A diferença do poder
A discussão do aquecimento global já é parte da economia real e entrou nas empresas, no capital, na iniciativa privada, que Trump tanto defende.
O secretário de Estado norte-americano, John Kerry, chegou a Marraquexe para as conversações de alto nível na conferência do clima e declarou abertamente que, em matéria de alterações climáticas, a administração Obama não está disposta a deixar cair a sua política de luta contra as alterações climáticas nem acredita que Donald Trump mantenha as suas ameaças de retirar o país dos acordos do clima — da janela do poder, a paisagem será outra. No mesmo dia, mais de 360 empresas também dos EUA, e muitas delas multinacionais, anunciaram uma posição comum, pedindo ao Presidente eleito que respeite os compromissos assumidos pelo país nos últimos anos e não faça tábua rasa deles.
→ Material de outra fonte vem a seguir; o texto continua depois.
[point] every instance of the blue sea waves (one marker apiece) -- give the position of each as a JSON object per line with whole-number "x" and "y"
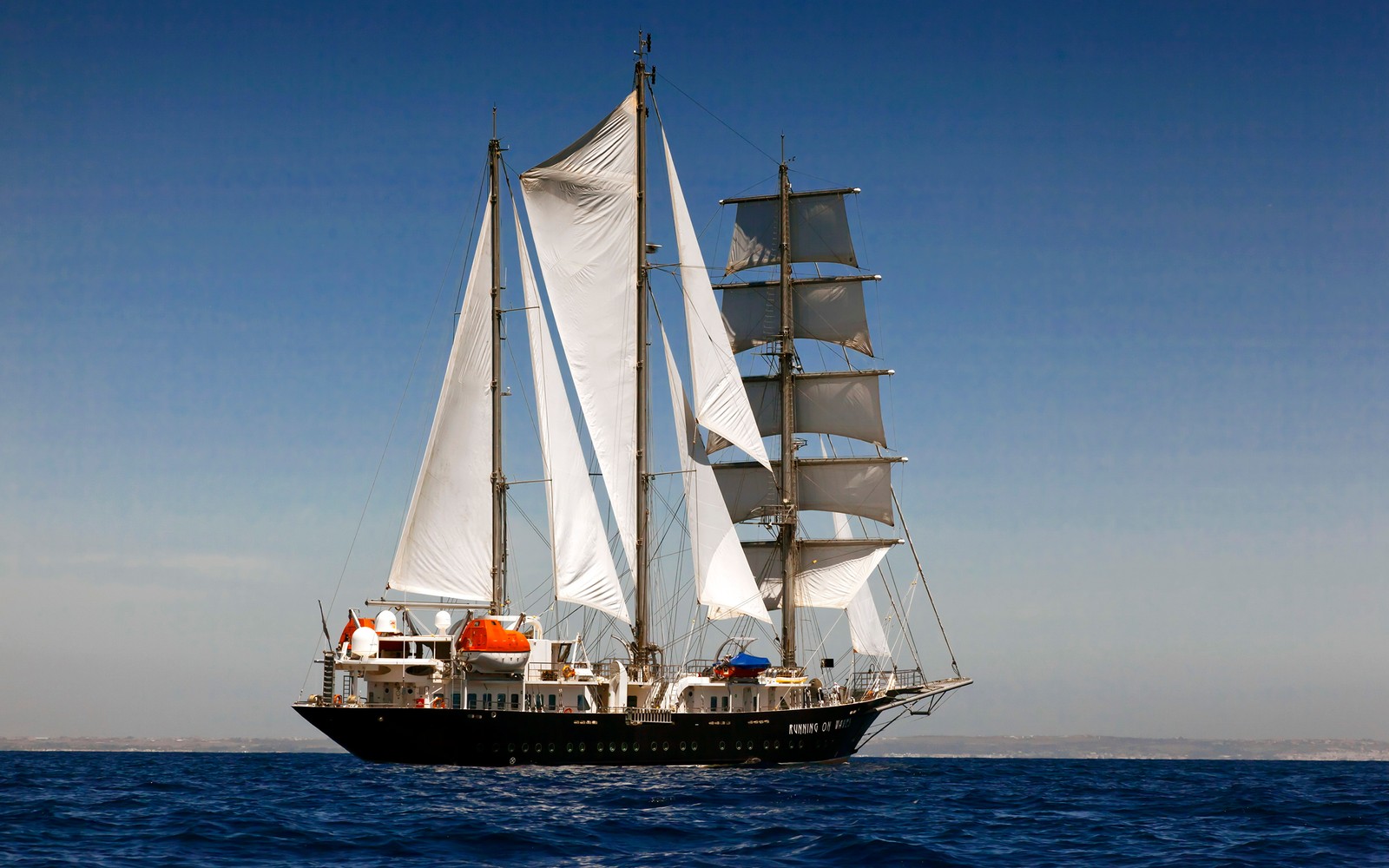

Mais do que descortinar coincidências entre as duas iniciativas, o braço-de-ferro explicitado perturba a retórica de Trump de tratar as alterações climáticas por “embuste” criado “pelos chineses para tornar a indústria norte-americana não competitiva”, e eleva a questão do aquecimento do planeta a prioridade política. Por outro lado, a entrada em cena de multinacionais, protagonistas do capitalismo, coloca o Presidente eleito frente a contrapartes inesperadas.
Ambos os casos tiraram partido de um momento-chave em que a comunidade internacional está representada em peso em Marraquexe a tentar que o Acordo de Paris tenha pernas para andar — é com esta comunidade que o próximo ocupante da Casa Branca vai ter de lidar, quer queira, quer não.
Desde que ameaçou tirar os EUA dos acordos do clima e levantar as restrições ambientais para a indústria do carvão, do gás e do petróleo poderem explorar mais, Trump conseguiu que as acções das petrolíferas e do sector do carvão valorizassem e as das energias renováveis perdessem. Não foram, no entanto, as renováveis a queixarem-se, mas grandes grupos que vêm de outros sectores. Vêm da química, do retalho, da indústria alimentar, das TIC, da hotelaria, do vestuário, da cosmética, entre outros, e são prova de que as alterações climáticas se tornaram parte do seu modelo de negócio. Ou seja, a discussão do aquecimento global já é parte da economia real e entrou nas empresas (para lá das energéticas), no capital, na iniciativa privada, que o próprio tanto defende.
Ao invés do olhar negativo que fez render na campanha sobre este assunto, as subscritoras da petição mostram o que pode ganhar se recuar na ameaça: criação de empregos, reforço da competitividade, estímulo à inovação, clareza para os decisores financeiros e estabilidade para as próprias empresas. A realidade é especialista em boomerangs.